Author of ‘Dead Man Walking’ to Visit Central CatholicWritten by Toledo Free Press Staff Writers | | firstname.lastname@example.org
On March 4, author Sister Helen Prejean will visit Central Catholic High School as the featured guest in the CCHS Reads program. During her visit, she will address the student body, meet with the CCHS book club, sign books in the school library, and meet with teachers. She will also hold a lecture at 7 p.m. that evening at the Church of St. Patrick. This lecture is open to the public, and Sister Helen’s books will be available for purchase. The lecture is free, but donations will be accepted to help fund future author visits to CCHS and to purchase their books for our students.
“Dead Man Walking” is the story of how Sr. Prejean, a Roman Catholic nun, became the spiritual advisor to the convicted killer of two teenagers who was sentenced to die in the electric chair in Louisiana.
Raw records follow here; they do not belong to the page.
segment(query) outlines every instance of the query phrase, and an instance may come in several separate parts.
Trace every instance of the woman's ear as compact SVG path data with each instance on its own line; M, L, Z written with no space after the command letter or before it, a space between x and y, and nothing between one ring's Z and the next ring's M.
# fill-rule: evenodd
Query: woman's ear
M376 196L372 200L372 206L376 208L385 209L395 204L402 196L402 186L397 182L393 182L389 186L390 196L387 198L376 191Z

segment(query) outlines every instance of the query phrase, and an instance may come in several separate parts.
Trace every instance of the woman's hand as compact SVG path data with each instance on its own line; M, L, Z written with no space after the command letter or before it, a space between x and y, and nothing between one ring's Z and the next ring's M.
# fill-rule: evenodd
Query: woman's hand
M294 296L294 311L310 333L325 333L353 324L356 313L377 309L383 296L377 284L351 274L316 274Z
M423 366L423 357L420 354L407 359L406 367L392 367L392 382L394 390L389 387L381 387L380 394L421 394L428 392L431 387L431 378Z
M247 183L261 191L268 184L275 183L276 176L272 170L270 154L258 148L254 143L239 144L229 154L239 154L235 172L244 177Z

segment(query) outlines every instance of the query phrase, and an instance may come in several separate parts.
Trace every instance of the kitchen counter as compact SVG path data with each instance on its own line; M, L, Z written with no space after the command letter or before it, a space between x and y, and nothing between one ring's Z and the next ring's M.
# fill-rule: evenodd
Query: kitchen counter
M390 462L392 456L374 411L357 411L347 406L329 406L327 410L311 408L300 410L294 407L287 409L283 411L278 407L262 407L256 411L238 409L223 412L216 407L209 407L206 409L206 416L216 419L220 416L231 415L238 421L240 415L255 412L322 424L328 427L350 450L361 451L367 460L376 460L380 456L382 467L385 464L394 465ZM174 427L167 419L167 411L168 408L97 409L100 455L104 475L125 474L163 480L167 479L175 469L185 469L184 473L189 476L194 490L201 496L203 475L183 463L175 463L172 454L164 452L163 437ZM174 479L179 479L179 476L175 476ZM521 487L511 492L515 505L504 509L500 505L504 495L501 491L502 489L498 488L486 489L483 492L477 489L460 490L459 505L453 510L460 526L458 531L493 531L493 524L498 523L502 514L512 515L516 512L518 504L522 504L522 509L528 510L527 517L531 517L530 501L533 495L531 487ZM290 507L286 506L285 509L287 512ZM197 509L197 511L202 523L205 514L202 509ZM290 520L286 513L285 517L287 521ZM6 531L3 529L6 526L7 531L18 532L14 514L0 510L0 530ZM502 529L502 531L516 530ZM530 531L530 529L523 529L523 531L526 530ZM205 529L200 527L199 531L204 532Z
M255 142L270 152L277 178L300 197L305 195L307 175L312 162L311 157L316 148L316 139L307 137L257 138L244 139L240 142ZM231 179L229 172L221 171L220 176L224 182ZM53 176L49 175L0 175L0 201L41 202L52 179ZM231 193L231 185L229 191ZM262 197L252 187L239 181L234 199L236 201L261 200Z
She came to know the man as well as the families of his victims and the men who had the job of executing him, and her novel is a spiritual journey through our system of capital punishment.
“Central Catholic realizes that this novel contains acts of violence, racism, and human execution, which are topics that are difficult to discuss,” said Marie Arter, Central Catholic director of curriculum. “But we believe that when the presentation is made in a loving environment, it can lead to open communication and solutions that will build God’s Kingdom. We are not afraid to discuss difficult issues that will challenge our students to stand up for human rights and dignity.”
Helen Prejean, C.S.J., is a writer, lecturer, and community organizer who was born in Baton Rouge, Louisiana. She has lectured extensively on the subject of capital punishment, and she is currently the Honorary Chairperson of the Moratorium Campaign, a group gathering signatures for a worldwide moratorium on the death penalty. She is a member of the Sisters of St. Joseph of Medaille. Dead Man Walking was number one on the New York Times Best Seller list for 31 weeks and was nominated for a Pulitzer
Prize in 1993. It was developed into a major motion picture in 1996.